Daniels' attorney, Michael Avenatti, celebrated the ruling on Twitter as well. He also denounced those who characterized it as a "loss" for Daniels.

"The Court specifically found that Stormy received everything she asked for in the lawsuit - she won," Avenatti wrote. "How people can claim this is a 'loss' after we forced Trump and Cohen to cave and Cohen has been convicted, etc. is a mystery."

The dismissal of the lawsuit brings an end to the legal saga between Daniels and Trump that began in the last weeks of the 2016 presidential election. That's when Trump, through his attorney Michael Cohen, paid Daniels $130,000 in exchange for signing a non-disclosure agreement. Trump, Cohen, and Daniels all now acknowledge that this happened — though initially, Trump falsely denied having any knowledge of the payment.

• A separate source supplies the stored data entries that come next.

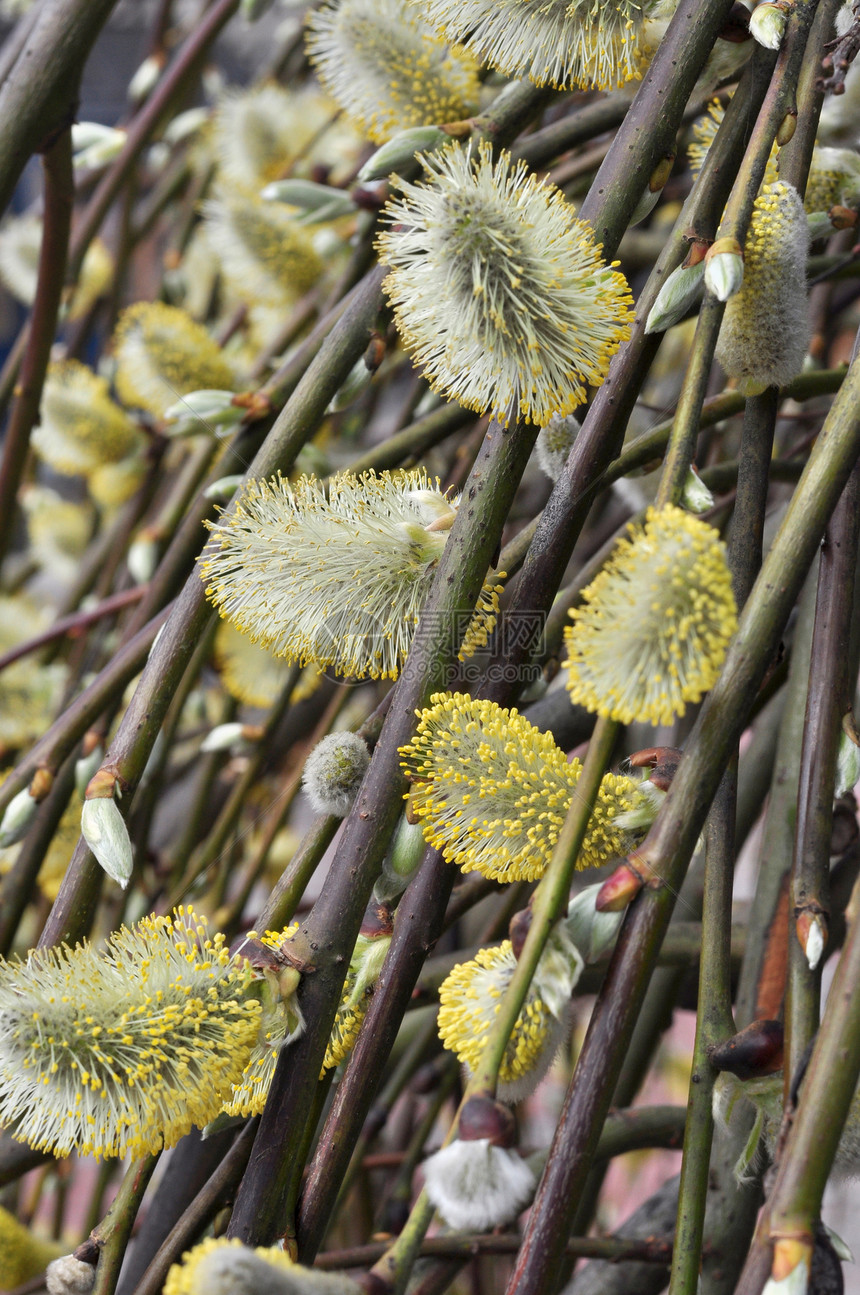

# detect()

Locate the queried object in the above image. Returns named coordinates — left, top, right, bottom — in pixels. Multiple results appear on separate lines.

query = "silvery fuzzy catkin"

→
left=715, top=181, right=810, bottom=392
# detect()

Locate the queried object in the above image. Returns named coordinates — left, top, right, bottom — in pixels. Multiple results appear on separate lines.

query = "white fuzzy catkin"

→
left=303, top=732, right=371, bottom=816
left=715, top=182, right=810, bottom=392
left=46, top=1257, right=96, bottom=1295
left=422, top=1138, right=536, bottom=1230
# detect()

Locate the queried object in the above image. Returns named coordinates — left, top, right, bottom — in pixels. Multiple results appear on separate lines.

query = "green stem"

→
left=90, top=1155, right=159, bottom=1295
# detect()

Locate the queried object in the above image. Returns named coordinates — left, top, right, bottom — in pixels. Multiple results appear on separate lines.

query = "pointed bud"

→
left=377, top=815, right=426, bottom=900
left=705, top=236, right=744, bottom=300
left=0, top=786, right=39, bottom=847
left=204, top=474, right=244, bottom=502
left=645, top=259, right=706, bottom=334
left=566, top=883, right=625, bottom=962
left=163, top=107, right=209, bottom=147
left=163, top=389, right=244, bottom=438
left=796, top=910, right=827, bottom=970
left=681, top=465, right=714, bottom=513
left=81, top=795, right=133, bottom=888
left=708, top=1018, right=783, bottom=1079
left=771, top=1238, right=813, bottom=1288
left=822, top=1225, right=854, bottom=1264
left=776, top=110, right=797, bottom=147
left=749, top=2, right=789, bottom=50
left=260, top=178, right=355, bottom=224
left=127, top=532, right=158, bottom=584
left=836, top=724, right=860, bottom=796
left=628, top=184, right=662, bottom=227
left=358, top=126, right=450, bottom=182
left=596, top=860, right=645, bottom=911
left=71, top=125, right=126, bottom=172
left=127, top=53, right=163, bottom=107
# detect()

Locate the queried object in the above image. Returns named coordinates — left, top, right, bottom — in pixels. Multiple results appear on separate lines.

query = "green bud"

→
left=329, top=356, right=375, bottom=411
left=681, top=465, right=714, bottom=514
left=645, top=259, right=706, bottom=334
left=0, top=787, right=38, bottom=848
left=163, top=389, right=244, bottom=438
left=565, top=883, right=625, bottom=963
left=260, top=179, right=355, bottom=224
left=358, top=126, right=450, bottom=182
left=75, top=745, right=104, bottom=801
left=127, top=533, right=158, bottom=584
left=81, top=795, right=133, bottom=889
left=836, top=726, right=860, bottom=797
left=127, top=53, right=162, bottom=106
left=241, top=0, right=277, bottom=17
left=204, top=474, right=244, bottom=502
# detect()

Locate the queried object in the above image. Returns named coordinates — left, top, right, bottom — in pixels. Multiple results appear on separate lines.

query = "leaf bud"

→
left=645, top=259, right=706, bottom=334
left=776, top=110, right=797, bottom=146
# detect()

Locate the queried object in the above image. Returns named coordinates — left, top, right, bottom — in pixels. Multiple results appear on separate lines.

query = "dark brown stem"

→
left=0, top=587, right=147, bottom=672
left=0, top=126, right=73, bottom=569
left=65, top=0, right=240, bottom=282
left=316, top=1234, right=674, bottom=1269
left=786, top=459, right=860, bottom=1081
left=0, top=0, right=118, bottom=218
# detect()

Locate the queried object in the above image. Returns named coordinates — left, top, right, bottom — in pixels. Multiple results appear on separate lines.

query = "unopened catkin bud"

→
left=715, top=181, right=810, bottom=391
left=81, top=788, right=133, bottom=889
left=749, top=1, right=789, bottom=49
left=0, top=786, right=39, bottom=847
left=260, top=178, right=355, bottom=223
left=46, top=1255, right=96, bottom=1295
left=704, top=236, right=744, bottom=301
left=303, top=732, right=371, bottom=817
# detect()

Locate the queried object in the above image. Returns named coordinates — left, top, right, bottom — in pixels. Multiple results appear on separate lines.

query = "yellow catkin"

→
left=400, top=692, right=646, bottom=882
left=0, top=908, right=260, bottom=1159
left=564, top=505, right=737, bottom=725
left=112, top=301, right=235, bottom=418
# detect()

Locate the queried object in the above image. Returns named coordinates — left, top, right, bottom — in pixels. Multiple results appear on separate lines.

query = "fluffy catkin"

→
left=715, top=181, right=810, bottom=392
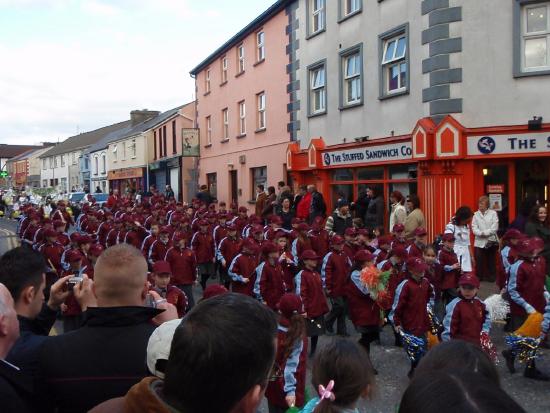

That's where the agreement ends, however. Daniels claims that she and Trump had an affair in 2006, and Trump paid for her silence about it for fear that it would hurt him in the presidential election. Trump denies having had an affair with Daniels, and says that he instead paid her the money to "stop the false and extortionist accusations made by her about an affair."

The non-disclosure agreement itself is quite lengthy and complicated, but the text forbids Daniels from revealing "any of [Trump's] alleged sexual partners," among many other things (Both Daniels and Trump used pseudonyms in the document). Daniels signed the agreement, but Trump didn't.

Daniels argued that the lack of Trump's signature rendered the agreement invalid, and in March 2018, she sued Trump in an attempt to have the agreement voided. Cohen, in turn, countersued Daniels for $20 million, arguing that she voided the argument.

Over the course of that year, Cohen was charged with campaign finance violations, with a judge determining that the payment to Daniels constituted an illegal, unreported campaign contribution. Cohen pleaded guilty to those and other charges, and will soon begin a three-year prison sentence.

More pertinently, in September, Trump's lawyers said in court filings that he "does not, and will not, contest [Daniels’s] assertion" that the non-disclosure agreement was never valid to begin with, and promised that Trump "will not bring any action, proceeding or claim" against Daniels as a result of her speaking openly about her alleged affair with Trump. And thanks to that development, the lawsuit was thrown out — almost exactly a year to the day after Daniels initially filed it.